RE: EA width, Latin punctuation and fonts

From: Marco.Cimarosti@icl.com
Date: Mon Dec 13 1999 - 07:59:28 EST


... Update about the Chinese "dot-like hyphen" sign...

The character we were talking about is 0x2124 in GB. I could finally peek in
ftp://ftp.unicode.org/Public/MAPPINGS/EASTASIA/GB/GB12345.TXT (my web
connection was kaputt yesterday), and it actually maps to Unicode U+30FB
(KATAKANA MIDDLE DOT).

        # Name: GB12345-80 to Unicode table (complete, hex
format)
        # Unicode version: 1.1
        ...
        # Date: 6 December 1993
        # Author: Glenn Adams <glenn@metis.com>
        # John H. Jenkins <John_Jenkins@taligent.com>
        # Copyright (c) 1991-1994 Unicode, Inc. All Rights reserved.
        ...
        # Any comments or problems, contact
<John_Jenkins@taligent.com>
        0x2121 0x3000 # IDEOGRAPHIC SPACE
        0x2122 0x3001 # IDEOGRAPHIC COMMA
        0x2123 0x3002 # IDEOGRAPHIC FULL STOP
        0x2124 0x30FB # KATAKANA MIDDLE DOT
        ...

You can see some examples of GB 0x2124 used to separate transliterated
Western names and surnames in these articles from the Renmin Ribao
(Peking):

- http://www.peopledaily.com.cn/zdxw/18/19991213/199912131810.html
(contains several names of American and British movie directors and actors).

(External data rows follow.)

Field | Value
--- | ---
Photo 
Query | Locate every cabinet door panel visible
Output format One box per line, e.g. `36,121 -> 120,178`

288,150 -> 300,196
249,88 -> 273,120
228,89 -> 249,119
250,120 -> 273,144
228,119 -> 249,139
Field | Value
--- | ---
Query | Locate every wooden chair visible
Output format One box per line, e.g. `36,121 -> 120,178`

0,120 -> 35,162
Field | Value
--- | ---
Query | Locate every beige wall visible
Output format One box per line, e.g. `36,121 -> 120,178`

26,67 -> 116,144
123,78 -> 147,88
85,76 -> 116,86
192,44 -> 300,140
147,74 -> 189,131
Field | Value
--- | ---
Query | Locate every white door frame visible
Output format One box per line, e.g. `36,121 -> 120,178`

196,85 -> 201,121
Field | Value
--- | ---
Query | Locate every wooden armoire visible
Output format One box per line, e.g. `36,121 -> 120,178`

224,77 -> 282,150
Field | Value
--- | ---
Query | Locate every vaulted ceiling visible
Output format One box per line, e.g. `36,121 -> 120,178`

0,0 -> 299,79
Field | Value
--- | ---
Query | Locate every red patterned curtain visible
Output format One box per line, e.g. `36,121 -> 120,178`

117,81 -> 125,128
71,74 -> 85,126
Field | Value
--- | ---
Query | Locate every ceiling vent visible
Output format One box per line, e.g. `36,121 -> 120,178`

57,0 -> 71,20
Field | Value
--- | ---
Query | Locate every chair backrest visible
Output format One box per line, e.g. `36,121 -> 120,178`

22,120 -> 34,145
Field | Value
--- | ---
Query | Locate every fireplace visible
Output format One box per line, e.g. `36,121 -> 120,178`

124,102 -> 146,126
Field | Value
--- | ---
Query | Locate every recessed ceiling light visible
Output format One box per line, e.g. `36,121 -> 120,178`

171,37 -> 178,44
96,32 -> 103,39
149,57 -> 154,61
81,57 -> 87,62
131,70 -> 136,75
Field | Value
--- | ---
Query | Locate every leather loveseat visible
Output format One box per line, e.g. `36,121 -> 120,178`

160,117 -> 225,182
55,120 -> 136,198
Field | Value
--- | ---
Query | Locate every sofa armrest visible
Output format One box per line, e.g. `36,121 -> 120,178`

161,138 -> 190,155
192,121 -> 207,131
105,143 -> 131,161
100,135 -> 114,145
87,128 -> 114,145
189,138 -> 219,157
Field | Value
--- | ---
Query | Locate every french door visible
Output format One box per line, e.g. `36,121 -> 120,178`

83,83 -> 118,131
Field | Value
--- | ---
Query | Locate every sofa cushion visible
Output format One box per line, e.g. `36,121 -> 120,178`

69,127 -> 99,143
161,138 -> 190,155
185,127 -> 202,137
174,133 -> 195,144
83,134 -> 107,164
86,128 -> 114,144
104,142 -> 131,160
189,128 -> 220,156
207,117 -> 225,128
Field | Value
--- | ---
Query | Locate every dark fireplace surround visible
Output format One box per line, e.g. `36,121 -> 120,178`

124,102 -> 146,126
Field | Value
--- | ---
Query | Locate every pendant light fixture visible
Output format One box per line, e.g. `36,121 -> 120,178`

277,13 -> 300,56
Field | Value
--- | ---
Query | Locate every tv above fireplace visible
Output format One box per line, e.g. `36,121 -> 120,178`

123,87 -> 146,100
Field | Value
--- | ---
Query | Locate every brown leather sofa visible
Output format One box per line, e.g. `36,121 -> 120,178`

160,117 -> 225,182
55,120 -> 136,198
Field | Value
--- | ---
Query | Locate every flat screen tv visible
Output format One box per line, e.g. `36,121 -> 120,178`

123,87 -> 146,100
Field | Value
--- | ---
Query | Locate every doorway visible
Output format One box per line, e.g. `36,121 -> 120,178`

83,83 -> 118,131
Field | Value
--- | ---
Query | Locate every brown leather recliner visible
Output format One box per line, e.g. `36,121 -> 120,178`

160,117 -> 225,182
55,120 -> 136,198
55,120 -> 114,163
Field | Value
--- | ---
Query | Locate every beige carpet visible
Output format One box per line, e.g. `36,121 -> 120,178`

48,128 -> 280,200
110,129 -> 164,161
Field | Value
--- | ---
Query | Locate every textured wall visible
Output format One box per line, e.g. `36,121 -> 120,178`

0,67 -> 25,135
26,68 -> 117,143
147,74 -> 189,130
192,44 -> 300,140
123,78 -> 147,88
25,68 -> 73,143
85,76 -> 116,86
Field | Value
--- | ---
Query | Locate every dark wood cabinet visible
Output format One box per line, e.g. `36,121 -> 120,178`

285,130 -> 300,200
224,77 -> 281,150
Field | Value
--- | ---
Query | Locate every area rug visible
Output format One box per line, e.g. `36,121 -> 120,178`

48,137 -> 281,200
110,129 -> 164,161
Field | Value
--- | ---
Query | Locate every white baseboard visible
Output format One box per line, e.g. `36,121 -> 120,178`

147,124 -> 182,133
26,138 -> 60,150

- http://www.peopledaily.com.cn/leader/dl/b1051.html (is a brief
presentation of the American history for the Chinese readers, and features
George·Washington himself!)

However, Microsoft made a different decision about the mapping of this
character: when I read these GB articles with Internet Explorer 5 (under Win
NT 4.0), it gets mapped to Unicode U+00B7 (MIDDLE DOT).

I also had a look at some text in Big-5. This article from the China Times
(Taiwan) shows the corresponding Big-5 character:

- http://www.chinatimes.com.tw/news/papers/online/biz/N88C1301.htm
(talks about Linux)

I was surprised to discover that it is also used as a decimal separator for
numbers (percentages), when expressed with ideographic digits.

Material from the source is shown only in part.